Hidup di Singapura akan terasa semakin sesak karena ruang gerak warga kian terbatas. Beragam teknologi pengawasan akan dipasang dan robot patroli seperti Robocop akan sering keliling kota.
Oleh
Luki Aulia
·3 menit baca
”Tetap jaga jarak 1 meter. Satu kelompok hanya boleh ada lima orang,” begitu kata Xavier mengingatkan sekelompok kakek-kakek yang sedang asyik menonton teman-temannya bermain catur. Mereka pun terpaksa bubar meski permainan sedang seru.
Xavier, robot ”polisi perilaku” yang beroda, kebetulan sedang berpatroli di salah satu kawasan permukiman di Singapura. Begitu melihat ada banyak orang berkumpul, ia langsung berhenti dan memindai satu per satu orang di lokasi itu. Seperti di film laga RoboCop, ”mata” Xavier atau kamera di bagian kepalanya bergerak naik turun kiri kanan untuk memindai. Tak tanggung-tanggung, Xavier dibekali tujuh kamera.
Xavier tidak hanya akan membubarkan orang yang berkumpul lebih dari lima orang, tetapi juga menegur orang yang merokok di lokasi bebas rokok dan orang yang parkir sepeda tidak pada tempatnya. Xavier merupakan bagian dari robot yang sedang diuji coba terkait program robot patroli yang bertugas memberikan peringatan kepada siapa saja yang ”berperilaku tak diperbolehkan di ruang publik”.
Selama dua pekan uji coba pada September lalu, ada dua robot yang berpatroli keliling kompleks-kompleks permukiman dan pertokoan. Robot patroli ini menambah sederetan teknologi pengawasan di Singapura yang selama ini terkenal ketat.
Teknologi baru ini memicu persoalan pada isu privasi warga. Tidak hanya robot patroli yang diuji coba, tetapi juga kamera-kamera CCTV hingga tiang lampu yang dilengkapi dengan teknologi pengenalan wajah. Segala teknologi untuk melacak pergerakan warga dipasang.
Sejak lama, jauh sebelum pandemi Covid-19, pemerintah Singapura berupaya menjadi ”negara serba berteknologi pintar”. Namun, hal ini ditentang para aktivis. Kebijakan itu dinilai membuat warga tidak lagi memiliki privasi karena ruang geraknya sangat sempit. Selain itu, warga juga tak tahu data mereka digunakan untuk apa. Kebebasan sipil menjadi terbatas dan penggunaan teknologi tambahan ini akan semakin mengganggu.

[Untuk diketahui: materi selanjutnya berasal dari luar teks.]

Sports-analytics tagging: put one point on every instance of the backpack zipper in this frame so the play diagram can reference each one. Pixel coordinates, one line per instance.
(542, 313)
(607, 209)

”Robot-robot itu mengingatkan saya pada Robocop. Saya tidak nyaman dengan keberadaan mereka karena kita seperti di dunia robot,” kata Frannie Teo (34), peneliti yang sedang melintas di depan mal.

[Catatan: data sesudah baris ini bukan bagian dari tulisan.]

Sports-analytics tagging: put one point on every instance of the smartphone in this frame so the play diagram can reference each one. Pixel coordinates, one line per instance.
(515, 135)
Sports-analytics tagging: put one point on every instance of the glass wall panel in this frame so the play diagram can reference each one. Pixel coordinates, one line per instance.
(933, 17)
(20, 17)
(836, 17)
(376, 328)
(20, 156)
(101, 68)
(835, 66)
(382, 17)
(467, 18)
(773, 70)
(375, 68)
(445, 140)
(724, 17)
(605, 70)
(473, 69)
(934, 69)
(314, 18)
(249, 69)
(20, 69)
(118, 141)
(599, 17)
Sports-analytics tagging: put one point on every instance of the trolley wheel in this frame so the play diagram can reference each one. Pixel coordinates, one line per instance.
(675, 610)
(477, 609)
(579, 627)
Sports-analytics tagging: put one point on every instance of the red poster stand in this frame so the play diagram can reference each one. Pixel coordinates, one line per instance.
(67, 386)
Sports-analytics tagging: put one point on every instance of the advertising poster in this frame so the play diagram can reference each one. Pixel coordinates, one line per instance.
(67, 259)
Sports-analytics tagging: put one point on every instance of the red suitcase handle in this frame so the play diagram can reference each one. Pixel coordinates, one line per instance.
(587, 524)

Aktivis hak digital Lee Yi Ting mengatakan, pemerintah kian gencar mengawasi rakyatnya. Pemerintah merasa perlu mengawasi rakyatnya, apa yang dilakukan dan apa yang dikatakan.

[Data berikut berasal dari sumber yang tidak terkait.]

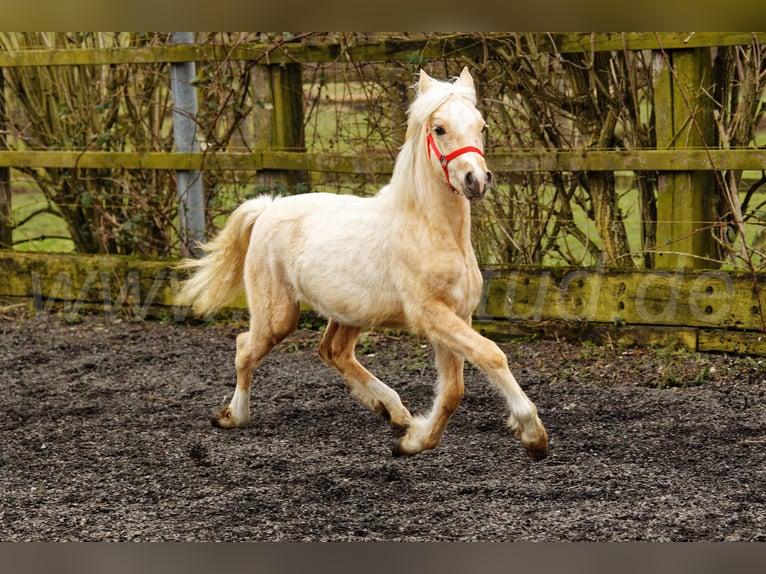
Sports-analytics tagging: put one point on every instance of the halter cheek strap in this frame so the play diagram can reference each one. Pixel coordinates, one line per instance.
(445, 159)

Namun, pemerintah membela diri dengan mengatakan teknologi pengawasan seperti robot patroli itu dibutuhkan untuk mengatasi krisis tenaga kerja seiring dengan menuanya populasi Singapura. Robot patroli itu tidak digunakan untuk mengidentifikasi atau menindak pelanggar protokol kesehatan.
Kehadiran mereka (robot patroli) bisa mengatasi kurangnya jumlah polisi yang berpatroli. ”Angkatan kerja kian menyusut,” kata Ong Ka Hing dari lembaga pemerintah yang mengembangkan robot-robot Xavier.
Singapura yang berpenduduk 5,5 juta jiwa itu memasang 90.000 kamera polisi dan teknologi pengenalan wajah di lampu-lampu jalan. Jumlahnya akan bertambah dua kali lipat pada 2030. Pada tahun ini pemerintah menyebutkan, data pelacakan kontak terkait Covid-19 diakses juga oleh kepolisian. Untuk menjamin keamanan data, Pemerintah Singapura menerbitkan undang-undang baru yang membatasi penggunaan data itu.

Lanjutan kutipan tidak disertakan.